Read Blood Reign (#4): Alpha Warriors of the Blood (The Blood Series) Online
Authors: Tamara Rose Blodgett
Jacqueline stayed behind Domiatri.
She tried to imagine what she would have done before.
Now she used Domi as a shield, whereas in the past, her very evilness would have sufficed.
She held two perspectives. One from
before
Faerie, and she would always think of it as such. The second was
after.
After Tony assaulting her every day, her muted Talents became apparent and she'd been defenseless. When her fey blood while living outside the sithen affected her, everything had been a plan of treachery. One of deception. At the time, it had seemed clever to mate with Tony and force all the other species to give them a reprieve through her matrimonial alliance with him.
Now they were mated.
And Jacqueline's self-loathing was acute but for the small glimmer of hope that her life might mean more than being an outcast, forever known as attempted murderer of Julia Caldwell, the Rare One.
The old Jacqueline, her talents those of a Deflector, a telekinetic, and a Tracker, would have slaughtered everyone in her path.
She was no longer that woman.
She lifted her chin and moved out from behind the protection of Domi's emerald body. He put an arm around her waist and snagged her against him. “Do not even think it, Singer.”
A sob caught in her throat. She had finally been brave enough in her useless life to try to help another, only to find that Domi's protection would not allow it.
It crushed her newfound soft interior.
Then Domi did something he had never done in all their couplings to get her with child.
As the Reds approached, circling them like sharks, he pressed a light kiss against her forehead.
The heat from his mouth upon her skin, the seduction of the breeze that blew between the supernaturals was tenderness on fire.
Jacqueline reveled in it.
Then he released her. “Go,” he whispered into her ear.
Their gazes locked.
His hands hovered at the top of her head, her eyes on the silver of his.

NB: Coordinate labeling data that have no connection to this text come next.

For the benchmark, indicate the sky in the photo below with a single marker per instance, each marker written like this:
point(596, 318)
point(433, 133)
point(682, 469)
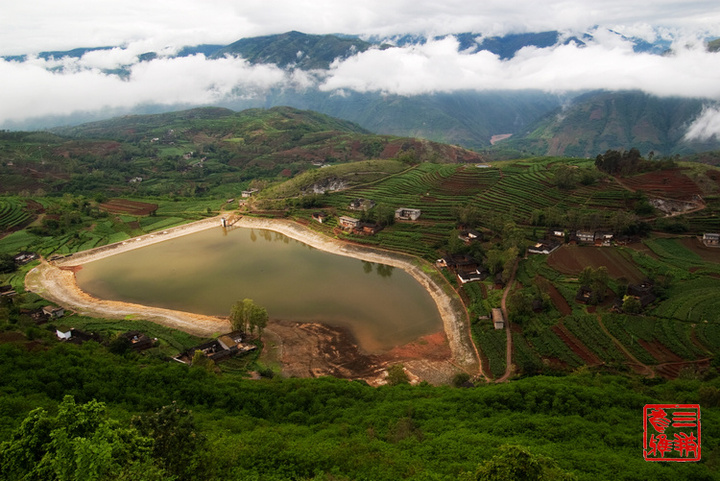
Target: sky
point(39, 88)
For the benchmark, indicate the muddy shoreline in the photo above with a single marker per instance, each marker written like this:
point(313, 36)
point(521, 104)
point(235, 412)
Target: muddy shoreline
point(331, 354)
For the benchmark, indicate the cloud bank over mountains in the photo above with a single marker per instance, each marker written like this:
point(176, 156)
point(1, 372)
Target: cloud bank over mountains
point(117, 79)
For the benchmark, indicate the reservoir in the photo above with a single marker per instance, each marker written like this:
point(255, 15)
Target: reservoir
point(208, 271)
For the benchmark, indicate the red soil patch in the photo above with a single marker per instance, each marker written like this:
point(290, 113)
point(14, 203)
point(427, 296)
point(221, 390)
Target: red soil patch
point(661, 353)
point(560, 302)
point(71, 268)
point(573, 259)
point(576, 345)
point(433, 347)
point(672, 370)
point(130, 207)
point(663, 183)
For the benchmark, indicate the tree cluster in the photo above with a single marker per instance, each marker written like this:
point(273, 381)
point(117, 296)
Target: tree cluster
point(247, 316)
point(629, 162)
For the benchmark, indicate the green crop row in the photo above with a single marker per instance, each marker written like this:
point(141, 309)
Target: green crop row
point(493, 344)
point(628, 330)
point(588, 330)
point(551, 347)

Domi's palms flowed over her, never touching. They paused at her belly then flowed to her feet. Domi grasped her ankles, his hands brands of fire. She touched hair she knew was navy but looked like oil running down his shoulders underneath the veil of night.
He leaned into her hand briefly. “They will not find you. Use your talent to Track. Locate the Blooded Queen.” He kissed her palm and stood, towering over her.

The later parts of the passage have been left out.